I recently read this brief history of the use of nitrogen fertilizer, and it was so interesting to learn more about this crucial agricultural input! In my agricultural economics classes, we often use nitrogen as an input for our examples, so it was good to beef up my knowledge about it. Maybe you will discover a couple of new-to-you facts as well?
(All facts, unless otherwise linked, are from this article here).
- What we should actually talk about when we talk about fertilizer is nitrate – plant-available nitrogen – as opposed to atmospheric nitrogen (N2), which is joined together so tightly that it can’t be used as a nutrient by plants.
- Transforming nitrogen into nitrate has been a challenge for farmers for centuries and been accomplished through the use of manure and composting crop waste. As you can see in the above image, the organic fixation of atmospheric nitrogen and the number of steps involved until you reach nitrate (over decomposition, ammonification, nitrification, and assimilation) is highly complex. Thus, nitrate has actually been a rather scarce resource for most of agricultural history.
- That is, until 1909, when the German chemist Fritz Haber discovered a process that could directly transform atmospheric nitrogen into plant-available nitrate using a high-temperature, energy-intensive process. This is today known as the industrial fixation of nitrogen, or the Haber-Bosch process.
- It is estimated that half of the protein within human beings is made of nitrogen that was originally fixed by this process, whereas the other half comes from the organic cycle of nitrogen-fixing bacteria and archaea. (Side-note: isn’t that a crazy fact?)
- This development, which was able to produce ammonia from air, proved to be the starting point of synthetic nitrogen fertilizers and was a huge shift in the trajectory of food production. But not only that – it was also of high interest for the militaries involved in World War I, since it gave Germans the possibility to produce nitric acid, a precursor to munitions. These chemical processes were also widely used – and thereby perfected – in the European and US munition industry during World War II.

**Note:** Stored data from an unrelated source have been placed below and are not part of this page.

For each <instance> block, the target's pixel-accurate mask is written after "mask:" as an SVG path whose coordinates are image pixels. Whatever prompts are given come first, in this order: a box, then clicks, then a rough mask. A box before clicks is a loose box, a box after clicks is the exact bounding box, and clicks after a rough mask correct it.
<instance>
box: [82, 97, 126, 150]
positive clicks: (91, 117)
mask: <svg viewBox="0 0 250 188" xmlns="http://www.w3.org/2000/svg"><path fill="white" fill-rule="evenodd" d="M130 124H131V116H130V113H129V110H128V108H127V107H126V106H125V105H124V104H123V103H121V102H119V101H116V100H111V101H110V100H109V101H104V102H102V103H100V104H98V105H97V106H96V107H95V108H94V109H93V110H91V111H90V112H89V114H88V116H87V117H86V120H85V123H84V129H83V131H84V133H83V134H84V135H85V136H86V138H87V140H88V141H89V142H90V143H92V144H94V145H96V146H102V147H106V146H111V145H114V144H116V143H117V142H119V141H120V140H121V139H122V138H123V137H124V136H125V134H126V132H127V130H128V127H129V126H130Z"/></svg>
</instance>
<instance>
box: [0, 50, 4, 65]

- By the end of World War II, the US had built 10 large-scale nitrate factories in order to make bombs, but no more bombs were needed. Yet, with European and Japanese factories in ruins, the US had a quasi-monopoly on nitrogen production. The former-munition industry thus quickly moved into the production of nitrogen fertilizer and the US became a country whose agriculture relies very heavily on synthetic nitrogen fertilizer, especially because the new hybrid strands of corn that emerged were particularly dependent on high fertilizer application.
- However, applying massive amounts of fertilizer that cannot all be taken in by plants can cause great environmental damage. This process is known as leaching. It can cause huge “dead zones” in river deltas where algae take up all the ecosystem space and prevent other marine life from existing (I am preparing a separate post on that topic). Also, if nitrate leaches into the groundwater, it can be a severe human health hazard: elevated levels of nitrate in drinking water can cause nitrate poisoning (or “blue baby syndrome”) in infants, where the baby’s blood loses its oxygen-carrying capacity.
- One of the reasons environmental protection agencies such as the EPA are so concerned about the levels of nitrate-nitrogen in drinking water and enforce it is because once a water source is contaminated, it is very costly to remove the nutrient from the water – conventional drinking water processing is unable to remove nitrate and thus expensive specialized treatment facilities are needed.
- Despite it being a topic of huge debate in the US, I was surprised to see that the US agricultural industry is actually not the greatest global consumer of nitrogen fertilizer products – according to this presentation, 31% of global nitrogen consumption takes place in China, 16% in India, 11% in the US, 3% in Brazil and the final 39% is distributed among the rest of the world. According to the same presentation, the world nitrogen consumption is forecast to continue its steady increase to 110 million metric tons (!) in 2012/2013.
- However, there are alternatives – as you can see again in the nitrogen-cycle picture above, the use of leguminous plants has been used for centuries in rotation cropping to increase the nitrate level of soils naturally. In fact, this is because leguminous plants live in symbiotic relationships with bacteria that are able to fix nitrogen as organic nitrogen and furnish it to other bacteria that transform it as seen above. This process has been shown to be more environmentally sustainable and equally profitable as the industrial agricultural process.
Bonus: I haven’t had time to listen to it, but this BBC documentary about “Fixing the Nitrogen Fix” sounds really interesting if you have a spare half hour of free time.